Revue
DossierLes nouveaux habits du développement territorial
Comment les territoires, entre désengagement de l’État et foisonnement d’initiatives citoyennes, réinventent-ils leurs propres chemins de développement ? Ce numéro d’Horizons publics explore ces dynamiques complexes où collectivités, acteurs associatifs et entrepreneurs coopératifs tentent, chacun à leur manière, de redonner sens à l’action collective et au projet territorial.
Le développement territorial n’a pas surgi, un beau jour, dans la littérature académique comme un antidote magique à la crise du système économique dominant. Il résulte d’un cheminement tortueux et complexe, avec des hauts et des bas, des enthousiasmes et des revirements. L’approche territoriale s’inscrit dans une tentative historique d’articuler marché et contexte spatial. Ce numéro d’Horizons Publics s’intéresse au fait de savoir si cette dynamique s’est accompagnée, pour les acteurs locaux, de formes d’apprentissages collectifs ; de caractériser les logiques propres des Collectivités Territoriales et des acteurs associatifs, particulièrement actifs sur le champ du développement local. Et enfin, de déterminer la place de l’entrepreneuriat dans les écosystèmes du développement proprement territorial.

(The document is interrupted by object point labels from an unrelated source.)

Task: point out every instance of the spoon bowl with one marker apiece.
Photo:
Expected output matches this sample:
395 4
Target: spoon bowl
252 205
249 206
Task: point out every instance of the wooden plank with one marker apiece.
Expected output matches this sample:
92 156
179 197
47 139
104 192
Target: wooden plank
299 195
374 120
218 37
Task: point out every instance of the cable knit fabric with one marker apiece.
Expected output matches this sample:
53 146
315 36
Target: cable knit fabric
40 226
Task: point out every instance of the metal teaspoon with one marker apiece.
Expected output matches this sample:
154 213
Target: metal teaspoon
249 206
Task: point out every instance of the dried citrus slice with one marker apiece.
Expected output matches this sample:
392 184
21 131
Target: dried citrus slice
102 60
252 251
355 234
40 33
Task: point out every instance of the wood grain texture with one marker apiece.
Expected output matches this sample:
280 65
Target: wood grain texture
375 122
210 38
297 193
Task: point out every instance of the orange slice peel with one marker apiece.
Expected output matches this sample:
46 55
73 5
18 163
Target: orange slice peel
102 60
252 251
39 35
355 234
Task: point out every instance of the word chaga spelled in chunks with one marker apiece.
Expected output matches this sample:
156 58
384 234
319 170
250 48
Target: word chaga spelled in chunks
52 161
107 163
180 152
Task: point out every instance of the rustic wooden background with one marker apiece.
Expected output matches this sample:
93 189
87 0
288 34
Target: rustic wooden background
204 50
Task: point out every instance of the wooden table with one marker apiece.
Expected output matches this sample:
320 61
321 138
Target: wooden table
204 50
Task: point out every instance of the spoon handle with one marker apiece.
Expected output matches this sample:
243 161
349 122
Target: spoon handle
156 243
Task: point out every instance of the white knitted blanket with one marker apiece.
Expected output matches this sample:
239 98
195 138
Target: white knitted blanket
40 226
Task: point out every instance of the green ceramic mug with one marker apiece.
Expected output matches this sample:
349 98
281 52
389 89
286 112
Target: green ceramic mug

Depuis un siècle, on observe une forte résilience du capitalisme, qui se reproduit et se transforme, adoptant de nouvelles formes construites au travers de crises économiques et sociales profondes, dont la crise de surproduction de 1929 et la crise du fordisme des années 1980. Ces formes s’inscrivent dans des trajectoires régulatrices, d’abord par l’intermédiaire de la part importante que prend l’État dans la mise en œuvre de stratégies de développement axées sur la capacité de l’acteur public à permettre la croissance régulière et ininterrompue de la consommation. Plus tard, par suite de la crise du fordisme, la gouvernance du capitalisme vire vers le New Public Management, qui inscrit les principes du néolibéralisme dans la gestion des États et des régions, voire des collectivités de proximité.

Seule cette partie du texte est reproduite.